Laparoscopic Partial Nephrectomy

During laparoscopic partial nephrectomy transection of intra-renal blood vessles and violation of urinary collecting system account for the two major complications, e.g., delayed hemorrhage and urinoma. Even with hilar control, laparoscopic suturing of the interlobar arteries and opened calyces can be challenging due to suboptimal visualization and/or difficult angles. All sorts of hemostatic agents have been experimented with and documented during laparoscopic partial nephrectomy.

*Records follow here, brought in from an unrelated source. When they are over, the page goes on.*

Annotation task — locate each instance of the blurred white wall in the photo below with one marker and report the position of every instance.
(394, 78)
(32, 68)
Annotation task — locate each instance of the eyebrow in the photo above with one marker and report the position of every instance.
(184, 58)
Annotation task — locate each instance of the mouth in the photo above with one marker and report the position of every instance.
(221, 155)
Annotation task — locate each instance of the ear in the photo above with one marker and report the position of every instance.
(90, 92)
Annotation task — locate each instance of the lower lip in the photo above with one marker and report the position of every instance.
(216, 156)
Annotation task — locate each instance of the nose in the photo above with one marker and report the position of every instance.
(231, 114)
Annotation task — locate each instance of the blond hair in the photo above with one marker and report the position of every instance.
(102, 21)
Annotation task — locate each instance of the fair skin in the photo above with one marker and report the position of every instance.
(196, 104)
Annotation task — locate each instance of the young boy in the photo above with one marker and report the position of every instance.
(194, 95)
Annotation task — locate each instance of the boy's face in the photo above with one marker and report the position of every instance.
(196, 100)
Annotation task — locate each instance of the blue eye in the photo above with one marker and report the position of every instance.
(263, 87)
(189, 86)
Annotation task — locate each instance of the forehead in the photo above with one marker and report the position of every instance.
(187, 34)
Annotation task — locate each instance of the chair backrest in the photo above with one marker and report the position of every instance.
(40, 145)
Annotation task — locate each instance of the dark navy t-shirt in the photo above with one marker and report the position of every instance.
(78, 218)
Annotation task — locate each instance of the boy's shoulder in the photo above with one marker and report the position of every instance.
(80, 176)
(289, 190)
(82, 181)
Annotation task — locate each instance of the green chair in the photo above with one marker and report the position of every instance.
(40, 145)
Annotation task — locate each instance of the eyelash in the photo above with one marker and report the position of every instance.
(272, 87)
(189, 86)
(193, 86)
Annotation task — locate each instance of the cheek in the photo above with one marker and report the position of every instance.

Johnson & Johnson, New Brunswick, NJ. sEthicon, Somerville, NJ.

Oxidized cellulose, gelatin, collagen, and gelatin matrix/thrombin combination are not considered sealants or adhesives and should not be used to close any part of the collecting system. Therefore, only fibrin sealant should be employed for controlling urinary leakage after planned or traumatic disruption of the collecting system.

Wolf et al., using a porcine model to compare the efficacy of fibrin sealant for closure of five linear ureterotomies with laser-assisted anastomosis, mechanical suturing device, and conventional laparoscopic suturing, concluded that fibrin sealant yielded more favorable radiographic findings, flow characteristics, and histology.

Initially, oxidized cellulose, gelatin, and collagen were used either alone or in conjunction with a hemostatic energy source such as an argon beam coagulator. Kletscher et al. evaluated the efficacy of both Gelfoam and Avitene to control parenchymal hemorrhage during laparoscopic anatrophic nephrolithotomy in a porcine model (38). Gelfoam and Surgicel were welded to the cut and outer surface of the kidney using an. argon beam coagulator. Since this early report, cellulose, gelatin, and collagen have all been utilized for hemostasis in laparoscopic partial nephrectomy Stifelman et al. (37) performed 11 hand-assisted laparoscopic partial nephrectomies (mean tumor size 1.9 cm) and applied Surgical, Avitene, or fibrin-soaked Gelfoam activated by thrombin to the renal defects. Vascular hilar control was not obtained prior to excision of the renal lesion. The authors experienced no major complications and only two minor complications other than postoperative hemorrhage. Cellulose in conjunction with fibrin sealant for hemostasis has also been employed during laparoscopic partial nephrectomy Jeschke et al. (39) performed 51 laparoscopic partial nephrectomies for small (2.0 cm) exophytic renal tumors and covered the renal defect with oxidized cellulose and 2 mL fibrin sealant. Vascular hilar control was not performed and the integrity of the collecting system was not tested intraoperatively. One patient required reoperation for hemorrhage on postoperative day 1, and three developed urinary fistulas on postoperative days 3 to 4.

Floseal also has been used to enhance hemostasis during laparoscopic partial nephrectomy (34-36). Richter et al. (34) performed 10 laparoscopic partial nephrectomies for tumors (median tumor size 2.8 cm) and applied Floseal after tumor resection and before reperfusion of the kidney. Immediate hemostasis was obtained and maintained even after kidney reperfusion. No postoperative hemorrhage occurred and no significant perirenal hematoma was detected with follow-up ultrasonography at 24 hours and 10 days postoperatively. Bak et al. (35) reported similar results after six laparoscopic partial nephrectomies performed for 2 to 5 cm exophytic lesions (median size: 2.5 cm). Also in this study, hemostasis was achieved immediately upon application of Floseal on the moist surface of partial nephrectomy bed, and clinically evident postoperative hemorrhage did not occur.

During laparoscopic partial nephrectomy, we routinely obtain vascular control, and test the integrity of the collecting system with dilute methylene blue injected via a retrograde catheter. Any disruption of the collecting system is closed with intracorpo-real figure-of-eight suturing. Tisseel is dripped over the areas of the collecting system and Floseal is applied on the moist surface of the cut renal parenchyma. Gelfoam bolsters are placed under the slightly tightened capsular sutures. Lastly, the remainder of the Tisseel is applied over the entire repair prior to removing the vascular clamp. No postoperative hemorrhage or urinary leak occurred in our experience.